One of Rae’s style signatures has been her raw and airy vocals; she doesn’t so much as sing on her songs as melodically exhale, whisper, or croon. This quality is all over her latest song, which takes a subtle atmospheric beat made by producers Luka Kloser and Elvira Anderfjard, the genius duo behind all of her new songs, and turns it into an impactful and sexy joint. It’s paired with an equally compelling video, which is where the Britney comparison comes in. In it, she writhes and rolls in peak turn-of-the-millennium fashion, at one point posing in a bra in the rain for a shot that looks like it came straight out of “Stronger.” As a song-and-video package deal, “High Fashion” is one of her best.
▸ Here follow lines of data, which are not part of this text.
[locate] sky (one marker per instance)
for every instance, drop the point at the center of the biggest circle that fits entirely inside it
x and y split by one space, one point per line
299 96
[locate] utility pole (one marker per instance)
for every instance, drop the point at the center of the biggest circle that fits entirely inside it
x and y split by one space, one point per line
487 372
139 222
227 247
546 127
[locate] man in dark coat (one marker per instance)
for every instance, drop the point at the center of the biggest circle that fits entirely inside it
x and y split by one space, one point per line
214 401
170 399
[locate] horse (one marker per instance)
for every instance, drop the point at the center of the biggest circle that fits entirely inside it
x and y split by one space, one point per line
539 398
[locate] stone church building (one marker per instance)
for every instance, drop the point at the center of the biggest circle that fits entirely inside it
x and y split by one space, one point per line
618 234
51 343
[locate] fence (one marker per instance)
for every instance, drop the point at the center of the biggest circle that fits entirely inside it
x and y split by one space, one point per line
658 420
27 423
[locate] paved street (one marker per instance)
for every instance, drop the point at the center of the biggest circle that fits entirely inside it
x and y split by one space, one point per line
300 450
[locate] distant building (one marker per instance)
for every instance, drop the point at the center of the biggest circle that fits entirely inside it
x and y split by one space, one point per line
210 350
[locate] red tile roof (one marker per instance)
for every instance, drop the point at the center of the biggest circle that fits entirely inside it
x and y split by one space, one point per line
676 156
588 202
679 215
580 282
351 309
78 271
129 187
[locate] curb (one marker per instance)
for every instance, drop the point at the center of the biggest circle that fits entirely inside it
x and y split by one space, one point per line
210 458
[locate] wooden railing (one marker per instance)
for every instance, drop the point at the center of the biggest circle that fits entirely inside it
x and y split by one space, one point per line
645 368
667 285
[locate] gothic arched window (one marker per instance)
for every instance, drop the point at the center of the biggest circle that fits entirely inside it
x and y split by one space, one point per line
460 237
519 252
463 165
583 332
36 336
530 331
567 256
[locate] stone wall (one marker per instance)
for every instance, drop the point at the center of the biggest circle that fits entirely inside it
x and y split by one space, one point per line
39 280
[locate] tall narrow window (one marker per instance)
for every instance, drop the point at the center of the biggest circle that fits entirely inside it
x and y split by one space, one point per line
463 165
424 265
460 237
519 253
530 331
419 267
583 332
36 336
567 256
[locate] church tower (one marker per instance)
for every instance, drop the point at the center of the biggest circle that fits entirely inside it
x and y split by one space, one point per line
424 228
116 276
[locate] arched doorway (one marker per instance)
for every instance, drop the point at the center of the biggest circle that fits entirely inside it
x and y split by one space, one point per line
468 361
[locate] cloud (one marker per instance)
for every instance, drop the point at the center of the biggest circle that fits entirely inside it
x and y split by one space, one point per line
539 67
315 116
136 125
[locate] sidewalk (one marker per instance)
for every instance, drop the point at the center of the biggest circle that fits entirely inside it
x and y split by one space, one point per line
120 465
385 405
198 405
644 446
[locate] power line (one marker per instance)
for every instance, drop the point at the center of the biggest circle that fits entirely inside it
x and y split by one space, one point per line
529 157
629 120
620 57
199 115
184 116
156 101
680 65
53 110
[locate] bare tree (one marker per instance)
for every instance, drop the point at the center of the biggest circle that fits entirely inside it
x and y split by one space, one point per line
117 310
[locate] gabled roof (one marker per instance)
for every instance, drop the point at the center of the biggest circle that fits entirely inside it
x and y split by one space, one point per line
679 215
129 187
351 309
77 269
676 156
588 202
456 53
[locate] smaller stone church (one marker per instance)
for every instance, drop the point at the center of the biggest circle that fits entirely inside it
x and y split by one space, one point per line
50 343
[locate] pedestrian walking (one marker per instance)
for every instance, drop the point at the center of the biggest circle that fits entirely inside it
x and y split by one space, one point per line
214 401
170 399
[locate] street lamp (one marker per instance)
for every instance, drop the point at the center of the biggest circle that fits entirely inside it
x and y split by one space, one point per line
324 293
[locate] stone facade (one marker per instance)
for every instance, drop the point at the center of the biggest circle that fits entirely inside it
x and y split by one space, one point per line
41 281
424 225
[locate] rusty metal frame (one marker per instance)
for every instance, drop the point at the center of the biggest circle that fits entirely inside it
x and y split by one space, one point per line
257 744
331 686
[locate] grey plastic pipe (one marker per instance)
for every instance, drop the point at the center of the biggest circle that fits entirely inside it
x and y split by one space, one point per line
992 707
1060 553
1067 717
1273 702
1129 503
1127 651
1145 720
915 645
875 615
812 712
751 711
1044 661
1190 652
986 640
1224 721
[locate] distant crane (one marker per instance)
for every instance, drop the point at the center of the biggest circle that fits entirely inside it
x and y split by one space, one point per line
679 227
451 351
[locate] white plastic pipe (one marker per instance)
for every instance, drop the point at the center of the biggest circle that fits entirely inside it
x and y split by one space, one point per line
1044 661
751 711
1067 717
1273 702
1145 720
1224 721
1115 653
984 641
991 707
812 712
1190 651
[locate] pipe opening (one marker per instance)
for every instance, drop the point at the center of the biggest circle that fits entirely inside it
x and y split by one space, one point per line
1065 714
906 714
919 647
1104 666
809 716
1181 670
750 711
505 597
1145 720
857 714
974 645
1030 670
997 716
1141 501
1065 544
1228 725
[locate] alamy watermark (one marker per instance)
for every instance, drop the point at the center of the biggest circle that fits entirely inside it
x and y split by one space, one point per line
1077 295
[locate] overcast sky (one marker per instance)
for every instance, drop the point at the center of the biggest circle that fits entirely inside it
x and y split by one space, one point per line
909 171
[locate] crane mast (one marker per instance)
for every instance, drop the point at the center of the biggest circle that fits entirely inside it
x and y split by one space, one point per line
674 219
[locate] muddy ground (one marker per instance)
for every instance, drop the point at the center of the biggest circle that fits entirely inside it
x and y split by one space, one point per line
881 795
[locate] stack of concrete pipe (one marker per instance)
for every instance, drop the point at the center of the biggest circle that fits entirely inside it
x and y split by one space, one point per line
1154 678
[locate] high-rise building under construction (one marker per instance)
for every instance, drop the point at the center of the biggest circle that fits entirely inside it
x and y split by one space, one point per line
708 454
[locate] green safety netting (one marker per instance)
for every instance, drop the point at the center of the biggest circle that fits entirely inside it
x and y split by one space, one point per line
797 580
Like with her previous songs the lyrics could come across as frivolous: she sighs and sings in falsetto about not needing to do drugs because she’s already high off of fashion. “You know I’m not an easy fuck, ah / But whеn it comes to shoes, I’ll be a slut,” she says, almost shyly, on the second verse. But there’s something about Rae — maybe it’s the knowledge that she was (and maybe still is?) a TikTok star — that makes the whole air-headed materialism of the schtick work, feel authentic and believable, and maybe even covetable.
I don’t think since Britney we’ve gotten a pop girl that oozes this sort of midwestern quality in her pop-star identity, the idea of a normal girl that’s been buffed up and glossed until shiny (coincidentally, like Britney, Rae also hails from Louisiana). For Rae, all this contributes to creating a striking, imperfect effortlessness to her music, something that deviates from the Britney comparison but only in the sense that Britney came up in an age of industry scrutinized pop creation; imperfection wouldn’t have been allowed. Perhaps, however, if she debuted in 2025, her career might’ve looked something more like Rae’s. This is something Mel Ottenberg surely must’ve considered while creative directing Rae’s entire rebrand — one of the best music has ever seen.
It feels impossible that Rae’s streak of excellence could keep continuing but by now, it seems she’s won over most of the left-field pop community, and her momentum doesn’t seem to be slowing. Despite knowing there is a whole team behind the new Addison Rae machine, her success has still felt genuinely unexpected and against the odds. That alone makes me want to keep rooting for her.